Razman Arif Nasution bersama Sandi Butar Butar saat mendatangi Polres Metro Depok. (IDNTimes/Dicky)
Dugaan kasus korupsi pada Dinas Pemadam Kebakaran dan Penyelamatan Kota Depok, bermula dari unggahan Sandi Butar Butar, tenaga honorer pada dinas tersebut di media sosial. Dia menumpahkan isi hatinya melalui media sosial adanya dugaan korupsi terkait pengadaan barang dan pemotongan pembayaran intensif.
Pria 31 tahun itu mengaku terpaksa nekat mem-posting adanya dugaan korupsi pada Dinas Pemadam Kebakaran dan Penyelamatan Kota Depok karena merasa haknya tidak diberikan 100 persen. Atas aksinya tersebut mendapatkan intimidasi dari instansinya, bahkan sampai dijatuhi Surat Peringatan (SP).
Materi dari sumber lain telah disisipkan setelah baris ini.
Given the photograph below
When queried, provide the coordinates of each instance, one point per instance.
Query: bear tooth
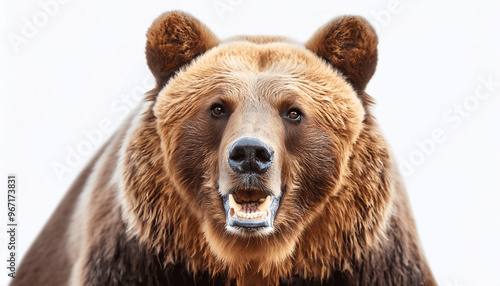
(265, 205)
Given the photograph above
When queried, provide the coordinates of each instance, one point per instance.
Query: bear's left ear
(349, 44)
(173, 40)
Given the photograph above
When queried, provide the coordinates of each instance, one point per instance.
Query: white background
(84, 64)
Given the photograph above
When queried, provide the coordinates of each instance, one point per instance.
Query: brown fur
(151, 212)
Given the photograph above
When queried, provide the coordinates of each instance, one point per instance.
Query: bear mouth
(250, 216)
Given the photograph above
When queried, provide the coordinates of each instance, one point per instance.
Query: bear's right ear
(349, 44)
(173, 40)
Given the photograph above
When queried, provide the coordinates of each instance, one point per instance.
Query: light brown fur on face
(343, 216)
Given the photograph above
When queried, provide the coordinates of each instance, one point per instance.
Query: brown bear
(254, 161)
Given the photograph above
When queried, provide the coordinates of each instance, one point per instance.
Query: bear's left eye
(217, 110)
(294, 114)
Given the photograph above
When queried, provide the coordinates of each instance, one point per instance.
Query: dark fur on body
(147, 210)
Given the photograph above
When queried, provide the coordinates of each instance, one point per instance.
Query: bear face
(241, 93)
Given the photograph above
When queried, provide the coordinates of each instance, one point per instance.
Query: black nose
(250, 155)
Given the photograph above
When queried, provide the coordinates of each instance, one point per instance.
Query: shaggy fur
(148, 209)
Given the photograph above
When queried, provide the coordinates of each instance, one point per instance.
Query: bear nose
(250, 156)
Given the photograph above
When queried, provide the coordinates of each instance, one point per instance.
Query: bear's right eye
(217, 110)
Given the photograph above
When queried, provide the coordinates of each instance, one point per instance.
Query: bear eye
(217, 110)
(294, 114)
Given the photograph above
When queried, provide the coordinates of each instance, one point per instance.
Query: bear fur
(149, 209)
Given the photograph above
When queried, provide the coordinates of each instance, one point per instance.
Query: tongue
(252, 210)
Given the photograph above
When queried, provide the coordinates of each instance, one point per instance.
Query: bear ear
(173, 40)
(349, 44)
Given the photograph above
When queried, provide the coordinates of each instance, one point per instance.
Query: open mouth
(250, 215)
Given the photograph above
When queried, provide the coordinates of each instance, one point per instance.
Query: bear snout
(250, 156)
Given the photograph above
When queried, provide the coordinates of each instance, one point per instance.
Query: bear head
(257, 150)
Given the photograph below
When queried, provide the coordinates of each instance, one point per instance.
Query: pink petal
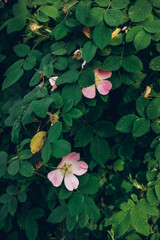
(56, 177)
(52, 81)
(70, 158)
(79, 168)
(71, 182)
(102, 74)
(104, 87)
(89, 92)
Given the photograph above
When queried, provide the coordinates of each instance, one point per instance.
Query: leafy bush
(80, 82)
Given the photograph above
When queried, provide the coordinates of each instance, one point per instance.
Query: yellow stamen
(98, 80)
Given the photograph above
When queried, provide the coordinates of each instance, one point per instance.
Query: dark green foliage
(116, 134)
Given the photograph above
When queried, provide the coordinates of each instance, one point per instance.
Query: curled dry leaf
(37, 142)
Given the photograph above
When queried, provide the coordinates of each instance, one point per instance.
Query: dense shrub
(80, 82)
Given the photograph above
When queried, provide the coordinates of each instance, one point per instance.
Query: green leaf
(118, 165)
(125, 124)
(46, 151)
(5, 198)
(82, 11)
(22, 196)
(113, 17)
(87, 78)
(155, 64)
(16, 24)
(156, 3)
(140, 127)
(83, 219)
(67, 119)
(119, 4)
(141, 105)
(61, 148)
(102, 40)
(104, 129)
(157, 152)
(64, 193)
(73, 92)
(12, 189)
(91, 186)
(31, 228)
(55, 131)
(112, 63)
(152, 27)
(157, 190)
(60, 63)
(26, 169)
(132, 64)
(75, 113)
(142, 40)
(12, 206)
(50, 11)
(71, 222)
(35, 79)
(70, 76)
(13, 167)
(88, 51)
(75, 203)
(83, 136)
(21, 50)
(139, 221)
(18, 64)
(151, 198)
(59, 48)
(95, 16)
(57, 215)
(36, 213)
(140, 10)
(29, 63)
(100, 150)
(60, 31)
(121, 228)
(37, 108)
(12, 77)
(16, 130)
(153, 109)
(102, 3)
(91, 209)
(132, 33)
(48, 70)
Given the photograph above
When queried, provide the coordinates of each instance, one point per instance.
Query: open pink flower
(69, 166)
(103, 86)
(52, 82)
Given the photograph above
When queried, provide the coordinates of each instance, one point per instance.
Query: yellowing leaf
(37, 142)
(115, 33)
(147, 92)
(86, 31)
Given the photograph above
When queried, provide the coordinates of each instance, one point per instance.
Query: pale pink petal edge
(56, 177)
(89, 92)
(71, 182)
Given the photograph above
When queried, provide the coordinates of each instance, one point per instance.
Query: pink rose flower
(69, 166)
(52, 80)
(103, 86)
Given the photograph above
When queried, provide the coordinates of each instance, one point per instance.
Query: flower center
(98, 80)
(66, 169)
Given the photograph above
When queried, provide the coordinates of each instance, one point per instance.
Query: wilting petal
(56, 177)
(102, 74)
(89, 92)
(71, 182)
(79, 168)
(70, 158)
(104, 87)
(52, 81)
"Iya saya mendapatkan SP tanpa alasan yang jelas, padahal saya kerja tepat waktu," ujar Sandi, Jumat, 16 April 2021.
Sandi menjelaskan, dugaan terjadinya korupsi salah satunya pengadaan sepatu kerja yang digunakan. Sepatu pengadaan 2018 disebut tidak sesuai pengadaan sepatu 2017.
Menurutnya sepatu yang diberikan pada pengadaan 2018 merek Ciarmy tidak dilengkapi besi yang berada di bagian depan dan bawah sepatu. Sedangkan sepatu pengadaan 2017 dilengkapi besi dan dinilai bagus untuk menunjang pekerjaannya.
"Kalau tidak besi apabila saat penanganan terdapat paku atau benda runcing akan menembus ke sepatu," ucap Sandi.
Untuk memastikan keterangan Sandi soal sepatu, Dinas Pemadam Kebakaran dan Penyelamatan Kota Depok melakukan pengadaan barang melalui tautan ini ( https://sirup.lkpp.go.id/sirup/home/detailPaketPenyediaPublic2017/15529619).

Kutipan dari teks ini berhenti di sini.